Example 2.1 : Branch profits exemption denied Aus Co carries on a business through a branch in Country B. Australia has an international tax agreement with Country B.Aus Co would be eligible for an exemption under section 23AH (ignoring subsection 23AH(4A)) for the foreign branch profits.Under Country B's domestic tax law, non-residents of Country B are only taxable in Country B if they earn income that is effectively connected with a trade or business in Country B.Country B does not consider Aus Co to have sufficient operations in Country B to generate any income that is effectively connected with a trade or business in Country B.Subject to either of the scope requirements in subsections 832-500(3) or (4) of the ITAA 1997 being met, the income treated by Aus Co as foreign income derived at or through the PE in Country B would otherwise give rise to a branch hybrid mismatch under subsection 832-505(1) of the ITAA 1997.As a result, the income will be branch hybrid mismatch income for Aus Co under subsection 23AH(4A).

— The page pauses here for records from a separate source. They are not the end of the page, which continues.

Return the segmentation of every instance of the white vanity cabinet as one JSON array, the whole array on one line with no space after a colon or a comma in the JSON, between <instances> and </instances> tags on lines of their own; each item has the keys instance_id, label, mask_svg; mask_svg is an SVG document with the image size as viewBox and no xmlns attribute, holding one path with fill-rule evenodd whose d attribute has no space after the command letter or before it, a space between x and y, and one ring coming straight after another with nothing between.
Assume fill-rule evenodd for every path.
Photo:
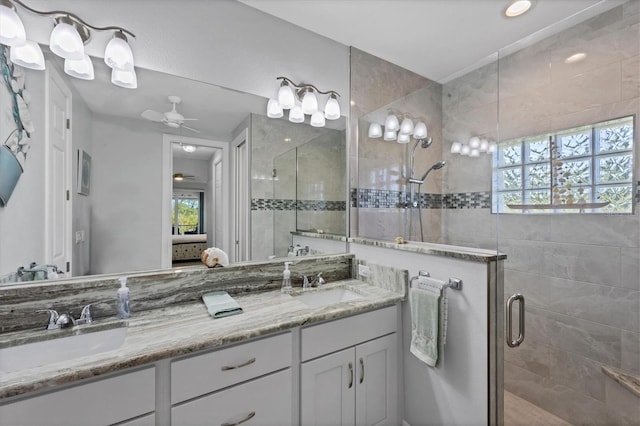
<instances>
[{"instance_id":1,"label":"white vanity cabinet","mask_svg":"<svg viewBox=\"0 0 640 426\"><path fill-rule=\"evenodd\" d=\"M155 368L44 393L0 406L0 425L154 425Z\"/></svg>"},{"instance_id":2,"label":"white vanity cabinet","mask_svg":"<svg viewBox=\"0 0 640 426\"><path fill-rule=\"evenodd\" d=\"M391 307L302 330L302 425L398 424L396 313Z\"/></svg>"},{"instance_id":3,"label":"white vanity cabinet","mask_svg":"<svg viewBox=\"0 0 640 426\"><path fill-rule=\"evenodd\" d=\"M284 333L172 362L171 423L290 425L292 353Z\"/></svg>"}]
</instances>

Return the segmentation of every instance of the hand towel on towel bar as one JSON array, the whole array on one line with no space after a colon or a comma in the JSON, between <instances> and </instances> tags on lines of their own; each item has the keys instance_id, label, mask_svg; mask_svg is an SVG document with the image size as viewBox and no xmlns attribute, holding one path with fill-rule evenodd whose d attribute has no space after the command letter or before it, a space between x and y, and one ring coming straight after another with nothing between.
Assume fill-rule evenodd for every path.
<instances>
[{"instance_id":1,"label":"hand towel on towel bar","mask_svg":"<svg viewBox=\"0 0 640 426\"><path fill-rule=\"evenodd\" d=\"M214 318L223 318L242 313L238 302L233 300L226 291L212 291L202 295L202 301L207 305L209 315Z\"/></svg>"},{"instance_id":2,"label":"hand towel on towel bar","mask_svg":"<svg viewBox=\"0 0 640 426\"><path fill-rule=\"evenodd\" d=\"M444 281L420 277L409 289L410 351L431 367L444 359L447 333L447 296Z\"/></svg>"}]
</instances>

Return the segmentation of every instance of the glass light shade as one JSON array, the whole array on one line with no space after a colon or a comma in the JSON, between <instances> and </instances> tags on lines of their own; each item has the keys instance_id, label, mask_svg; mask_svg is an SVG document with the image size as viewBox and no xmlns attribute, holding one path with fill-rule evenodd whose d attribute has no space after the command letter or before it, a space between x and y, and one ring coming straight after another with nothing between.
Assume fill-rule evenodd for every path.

Deemed branch payment rule

2.21 Consistent with Recommendation 3 of the OECD Branch Mismatch Arrangements Report, Part IIIB is being modified to prevent a deduction from arising for payments made by an Australian branch of a foreign bank to the foreign bank in some circumstances.

2.22 The modification applies if:

·
either:

-
an amount of interest (a notional payment) in respect of a notional borrowing is taken under section 160ZZZA to be incurred or paid by an Australian branch to a foreign bank; or
-
an amount (also a notional payment) is taken under section 160ZZZE to be an amount paid by an Australian branch to a foreign bank in respect of a notional derivative transaction;

·
the amount would (apart from section 160ZZZL) give rise to an Australian income tax deduction for the Australian branch for an income year; and
·
the amount of the Australian income tax deduction exceeds the amount worked out under subsection 160ZZZL(3).

[Schedule 1, item 6, subsection 160ZZZL(1)]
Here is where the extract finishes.